Nor was there now, when the moment of wild panic had passed. As the Jezbro swept upward through the air, rising along the face of the cliff, Retch jerked up the Tommy gun.
Smoke and lead blasted from the muzzle. The Jezbro was unharmed. Taking careful aim this time, Retch fired again, a furious blast of rattling sound.
The Jezbro swerved, the harp notes missed a beat.
From the suddenly loosened talons a figure plummeted downward, screamed as it fell, stopped screaming as it crunched against the ground.
The Jezbro circled in the air. It rose upward, swooped. Huge wings flapped, a tail structure was extended. From the gaping, extended mouth, a scream arose.

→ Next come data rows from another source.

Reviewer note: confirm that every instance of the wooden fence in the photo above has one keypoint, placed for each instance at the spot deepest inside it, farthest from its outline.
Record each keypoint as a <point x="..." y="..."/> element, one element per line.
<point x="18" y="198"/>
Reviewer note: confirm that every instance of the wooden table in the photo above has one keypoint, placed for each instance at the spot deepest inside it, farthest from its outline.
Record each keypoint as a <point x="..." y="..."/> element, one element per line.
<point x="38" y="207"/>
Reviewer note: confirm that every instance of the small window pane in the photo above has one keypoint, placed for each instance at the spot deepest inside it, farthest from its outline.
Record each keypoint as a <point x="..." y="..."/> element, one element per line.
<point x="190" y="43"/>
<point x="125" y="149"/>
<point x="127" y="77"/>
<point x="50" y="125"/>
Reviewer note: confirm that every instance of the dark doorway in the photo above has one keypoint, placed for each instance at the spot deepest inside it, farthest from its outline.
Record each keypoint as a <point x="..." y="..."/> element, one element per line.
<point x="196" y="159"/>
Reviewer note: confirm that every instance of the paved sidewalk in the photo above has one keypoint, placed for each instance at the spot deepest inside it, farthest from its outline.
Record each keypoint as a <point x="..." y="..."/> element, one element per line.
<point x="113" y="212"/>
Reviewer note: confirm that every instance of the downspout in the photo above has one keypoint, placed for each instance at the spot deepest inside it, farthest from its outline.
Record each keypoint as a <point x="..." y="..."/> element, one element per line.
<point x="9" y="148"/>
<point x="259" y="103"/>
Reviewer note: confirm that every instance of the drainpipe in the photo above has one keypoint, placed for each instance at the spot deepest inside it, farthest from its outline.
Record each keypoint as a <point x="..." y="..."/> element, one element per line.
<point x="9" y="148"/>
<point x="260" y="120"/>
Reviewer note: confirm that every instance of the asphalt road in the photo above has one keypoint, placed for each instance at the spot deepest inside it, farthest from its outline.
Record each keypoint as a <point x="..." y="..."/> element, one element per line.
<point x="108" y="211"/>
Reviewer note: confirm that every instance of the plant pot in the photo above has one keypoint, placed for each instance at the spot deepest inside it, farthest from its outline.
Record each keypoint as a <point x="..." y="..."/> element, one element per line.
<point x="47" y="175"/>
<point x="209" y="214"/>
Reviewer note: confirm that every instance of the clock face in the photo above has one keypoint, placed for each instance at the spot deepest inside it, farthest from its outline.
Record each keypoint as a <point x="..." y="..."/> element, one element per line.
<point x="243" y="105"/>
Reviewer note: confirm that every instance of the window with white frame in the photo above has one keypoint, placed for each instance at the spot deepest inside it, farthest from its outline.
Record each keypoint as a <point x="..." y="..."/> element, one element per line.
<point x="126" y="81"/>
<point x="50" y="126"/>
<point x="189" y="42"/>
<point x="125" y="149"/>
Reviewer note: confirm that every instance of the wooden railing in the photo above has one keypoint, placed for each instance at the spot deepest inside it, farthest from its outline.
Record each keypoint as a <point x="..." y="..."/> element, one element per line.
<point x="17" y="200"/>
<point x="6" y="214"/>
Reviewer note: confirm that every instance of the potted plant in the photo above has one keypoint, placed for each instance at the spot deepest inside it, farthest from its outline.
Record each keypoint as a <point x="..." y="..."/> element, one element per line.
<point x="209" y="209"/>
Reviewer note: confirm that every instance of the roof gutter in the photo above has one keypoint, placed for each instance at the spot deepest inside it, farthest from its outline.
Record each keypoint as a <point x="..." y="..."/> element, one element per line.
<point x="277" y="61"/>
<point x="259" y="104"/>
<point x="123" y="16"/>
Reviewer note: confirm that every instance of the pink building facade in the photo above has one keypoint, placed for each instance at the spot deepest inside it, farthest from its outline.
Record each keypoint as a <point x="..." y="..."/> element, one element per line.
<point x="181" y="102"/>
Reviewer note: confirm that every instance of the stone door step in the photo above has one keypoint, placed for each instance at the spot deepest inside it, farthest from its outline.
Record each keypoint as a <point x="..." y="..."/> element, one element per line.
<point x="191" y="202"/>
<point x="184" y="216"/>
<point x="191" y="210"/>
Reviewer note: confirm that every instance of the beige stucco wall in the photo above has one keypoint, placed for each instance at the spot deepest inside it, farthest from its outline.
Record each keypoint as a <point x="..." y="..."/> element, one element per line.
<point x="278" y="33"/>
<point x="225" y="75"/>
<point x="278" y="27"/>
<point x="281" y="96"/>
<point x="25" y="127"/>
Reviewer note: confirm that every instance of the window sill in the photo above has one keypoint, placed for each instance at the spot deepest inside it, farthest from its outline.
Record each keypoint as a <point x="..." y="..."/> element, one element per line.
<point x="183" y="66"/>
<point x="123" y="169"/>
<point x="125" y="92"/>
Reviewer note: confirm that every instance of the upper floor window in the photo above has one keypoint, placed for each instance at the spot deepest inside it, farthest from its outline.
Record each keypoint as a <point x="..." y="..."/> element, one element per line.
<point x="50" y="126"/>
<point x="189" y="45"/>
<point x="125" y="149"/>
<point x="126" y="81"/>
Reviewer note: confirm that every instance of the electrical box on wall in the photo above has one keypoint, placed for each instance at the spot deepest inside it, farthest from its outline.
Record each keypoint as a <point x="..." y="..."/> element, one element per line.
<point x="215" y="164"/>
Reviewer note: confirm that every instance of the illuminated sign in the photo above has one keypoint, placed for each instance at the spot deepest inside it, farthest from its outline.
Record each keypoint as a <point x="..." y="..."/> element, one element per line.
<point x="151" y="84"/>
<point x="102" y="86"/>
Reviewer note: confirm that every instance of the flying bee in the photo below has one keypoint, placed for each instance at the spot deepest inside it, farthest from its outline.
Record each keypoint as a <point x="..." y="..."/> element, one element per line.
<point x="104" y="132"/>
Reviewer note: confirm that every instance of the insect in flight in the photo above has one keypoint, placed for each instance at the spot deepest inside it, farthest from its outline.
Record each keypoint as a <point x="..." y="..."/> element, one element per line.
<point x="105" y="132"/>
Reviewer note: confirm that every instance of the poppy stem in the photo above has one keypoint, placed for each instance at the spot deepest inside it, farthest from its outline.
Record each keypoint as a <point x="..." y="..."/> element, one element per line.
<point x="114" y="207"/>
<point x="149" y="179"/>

The Jezbro seemed to leap toward the summit of the sky.
A flash of light as brilliant as the explosion of a miniature atom bomb flared for a brief second. Thunder clapped, rolled around the horizon; echoed back. In the distance the veil that circled the island shimmered and twisted as if it was about to collapse. It righted itself.
Except for a puff of swiftly dissipating white vapor, the air was clear. Where wild harp notes had once flooded now was silence. Where a creature that had once looked like a giant bird had flapped through the air now there was nothing.
* * * * *
On the ledge, Johnny Retch wiped sweat from his face. From his pockets, he methodically refilled the almost empty clip of the gun. He looked down at Gotch, who was sitting up.
"You killed the Jezbro!" Gotch was whispering. His eyes were searching the sky as if he still did not believe what he had seen happen.
"Sure," Retch answered. "I don't know what the hell it was, but it could be killed. Anything can be killed, Gotch. Remember that." The sting of acid crept into his voice. "Get up. We're going on up the ledge."
"By God, Johnny, you can do anything!" Gotch spoke. He rose with suddenly renewed confidence. "Wait'll we get to them--" He looked up the ledge toward the mouth of the tunnel.
Effra was seated in the operator's chair in front of the complex control panel that resembled the key board of a strange organ. She had been watching an image move in the screen directly in front of her eyes.
This image--it had been that of a great bird--had suddenly vanished.
"The Jezbro was destroyed!" she whispered. "The core of it was struck. When that happens, the complete projection is torn to pieces!" Her face was white with strain.
Parker took his eyes off the screen where he had been watching something that he did not pretend to understand.
"Sometimes they are very difficult to control," Effra continued, her voice a whisper. "Once set in motion, they seem almost to achieve life of their own. I did not send the Jezbro against the men on the ground, I sent it against the man on the ledge, against this Retch. But--" her voice faltered.